Not all districts in the county that announced mask requirements last week are abandoning them: Norristown, for instance, started requiring masks Monday and “will evaluate week by week as the risk designation is updated by the CDC,” said Superintendent Christopher Dormer. And in Philadelphia — where the CDC updated the COVID-19 community level from low to medium last week — the school district also reinstated a mask requirement Monday.

The CDC’s metric is based on case rate, the rate of new hospital admissions for COVID-19, and the percentage of hospital beds in use by patients with COVID-19. The measure was unveiled in late February and at the time effectively downgraded the agency’s assessment of the severity of the pandemic across the region.

Many area schools — which were then deemed to be at a “medium” community level — dropped their mask requirements as a result. Now that the level has risen to high in Bucks, Montgomery, Chester, and Delaware Counties, some are taking action to revise their health and safety plans — though not necessarily to bring back masking.

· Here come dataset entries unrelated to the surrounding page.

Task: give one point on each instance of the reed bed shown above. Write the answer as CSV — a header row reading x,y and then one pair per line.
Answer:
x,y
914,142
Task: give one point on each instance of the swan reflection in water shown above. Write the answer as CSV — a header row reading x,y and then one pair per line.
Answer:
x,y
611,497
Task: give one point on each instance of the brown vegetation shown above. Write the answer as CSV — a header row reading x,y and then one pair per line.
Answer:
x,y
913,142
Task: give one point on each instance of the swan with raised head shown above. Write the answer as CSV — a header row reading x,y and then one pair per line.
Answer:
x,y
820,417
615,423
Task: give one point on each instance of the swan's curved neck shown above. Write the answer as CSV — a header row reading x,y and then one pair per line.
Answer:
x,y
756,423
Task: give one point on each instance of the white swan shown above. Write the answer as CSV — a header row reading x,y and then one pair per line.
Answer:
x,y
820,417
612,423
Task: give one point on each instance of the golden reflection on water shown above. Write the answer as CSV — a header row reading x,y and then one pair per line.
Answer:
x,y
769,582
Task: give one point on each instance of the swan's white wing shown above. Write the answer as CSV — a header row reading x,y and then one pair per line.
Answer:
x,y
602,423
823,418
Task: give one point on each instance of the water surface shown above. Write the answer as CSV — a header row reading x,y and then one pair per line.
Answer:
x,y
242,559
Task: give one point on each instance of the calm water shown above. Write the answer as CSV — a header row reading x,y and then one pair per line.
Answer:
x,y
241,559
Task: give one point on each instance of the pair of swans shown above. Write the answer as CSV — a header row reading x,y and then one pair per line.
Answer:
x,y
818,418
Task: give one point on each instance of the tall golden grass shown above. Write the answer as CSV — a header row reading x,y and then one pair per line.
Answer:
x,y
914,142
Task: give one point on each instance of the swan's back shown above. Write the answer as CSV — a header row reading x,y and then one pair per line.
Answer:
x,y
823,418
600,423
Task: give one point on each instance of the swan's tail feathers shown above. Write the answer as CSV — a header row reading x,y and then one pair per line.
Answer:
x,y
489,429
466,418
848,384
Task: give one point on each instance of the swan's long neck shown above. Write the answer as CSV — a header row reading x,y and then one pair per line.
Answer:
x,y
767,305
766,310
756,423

In Chester County, the West Chester Area School District called a special school board meeting Monday night to consider a mask recommendation, but not requirement. (A message from the district in late February told parents that masking would be a choice when community COVID levels were low or medium, but did not mention what would happen at high levels.)

And in Delaware County, the Haverford Township School Board will meet Tuesday to consider dropping its requirement that masks return when COVID-19 cases reach 3% or more of a school building’s population for seven consecutive days. The district — which has hit that mark this month in two of its elementary schools, according to its dashboard — will vote instead on following the CDC’s recommendations, according to a message to families Friday.